Es gab öfter Streit um die Dusche
Mehr als 200 Menschen lebten damals in der früheren Schule, die im Dezember 2012 von Flüchtlingen besetzt worden war. J. war ein „Neuer“. Sein Schlafplatz befand sich in der Aula. Zwei Monate vor dem dramatischen Streit war er aus Spanien gekommen. Mit einer Aufenthaltsgenehmigung für den Schengenraum. „Zehn Jahre hat er in Spanien fleißig und unauffällig als Erntehelfer gearbeitet“, sagte der Richter. Von 2000 Euro schickte er 1000 Euro an seine Frau und die beiden Söhne. Als er ohne Job war, wollte er in Berlin sein Glück versuchen.
Der Anwalt von J. sagte über die blutige Eskalation: „Wenn so viele Menschen auf engem Raum unter so problematischen Umständen leben, werden solche Situationen noch befördert. Mein Mandant war einfach am falschen Ort und hatte Pech.“ Die Richter gingen darauf nicht ein. Sie merkten aber an: „Die hygienischen Zustände sind sehr primitiv, es gab öfter Streit um die Dusche.“
Nfmara J. hatte gehört, dass man in dem früheren Schulgebäude gut und ohne Probleme unterkommen könne. Zeugen wussten nicht viel über ihn und auch nicht viel mehr über das Opfer zu berichten. J. sagte im Prozess, er sei „eigentlich ein Stressvermeider“. Der Marokkaner habe zunächst eine Auseinandersetzung mit einem anderen Schwarzafrikaner begonnen. Vor den Stichen habe er ihm die Klinge zur Abschreckung gezeigt. Zeugen sahen es anders. J. habe sein Messer gezogen und „sofort zugestochen“. Der Marokkaner starb nur Minuten später.

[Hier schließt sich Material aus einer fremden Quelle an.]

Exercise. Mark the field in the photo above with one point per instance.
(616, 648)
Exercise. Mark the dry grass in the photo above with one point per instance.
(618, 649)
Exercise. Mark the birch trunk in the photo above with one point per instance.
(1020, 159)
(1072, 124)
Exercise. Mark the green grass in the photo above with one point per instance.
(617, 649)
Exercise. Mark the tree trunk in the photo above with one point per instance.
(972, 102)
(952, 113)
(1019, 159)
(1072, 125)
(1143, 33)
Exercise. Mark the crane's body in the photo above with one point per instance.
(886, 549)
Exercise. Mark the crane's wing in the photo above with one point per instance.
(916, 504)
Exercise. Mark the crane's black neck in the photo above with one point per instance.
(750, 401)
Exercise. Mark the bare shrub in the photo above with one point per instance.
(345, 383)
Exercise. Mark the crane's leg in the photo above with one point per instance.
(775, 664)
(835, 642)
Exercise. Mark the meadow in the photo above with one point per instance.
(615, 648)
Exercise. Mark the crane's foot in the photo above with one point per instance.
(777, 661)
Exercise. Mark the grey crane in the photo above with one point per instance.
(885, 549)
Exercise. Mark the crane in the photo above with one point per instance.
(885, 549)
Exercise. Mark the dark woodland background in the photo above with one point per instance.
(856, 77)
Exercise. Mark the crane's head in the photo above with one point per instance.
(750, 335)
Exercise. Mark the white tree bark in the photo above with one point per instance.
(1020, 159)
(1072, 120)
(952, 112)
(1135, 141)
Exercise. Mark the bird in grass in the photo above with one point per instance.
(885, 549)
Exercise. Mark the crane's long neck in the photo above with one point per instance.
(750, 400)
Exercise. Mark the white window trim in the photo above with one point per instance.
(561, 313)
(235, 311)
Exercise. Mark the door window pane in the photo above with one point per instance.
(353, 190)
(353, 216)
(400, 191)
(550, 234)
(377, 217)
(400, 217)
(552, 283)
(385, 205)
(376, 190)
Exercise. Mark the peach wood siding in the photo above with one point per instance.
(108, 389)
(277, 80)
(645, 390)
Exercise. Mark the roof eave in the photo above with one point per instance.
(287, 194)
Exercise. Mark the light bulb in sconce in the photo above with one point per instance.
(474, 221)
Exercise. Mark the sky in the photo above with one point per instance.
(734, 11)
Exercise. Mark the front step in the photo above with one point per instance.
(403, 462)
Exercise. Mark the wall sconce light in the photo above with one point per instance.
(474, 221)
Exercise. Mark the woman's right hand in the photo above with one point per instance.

Drogen, Alkohol und Messer im Hosenbund gehörten zum Alltag in der Schule, schilderten Zeugen. Derzeit leben noch etwa 45 Menschen dort und fordern ein Bleiberecht. Nfamara J. ging mit gesenktem Kopf aus dem Saal. Wird das Urteil rechtskräftig, geht es auch Abschiebung. Stimmt er zu, könnte er im günstigsten Fall nach der Halbstrafe abreisen.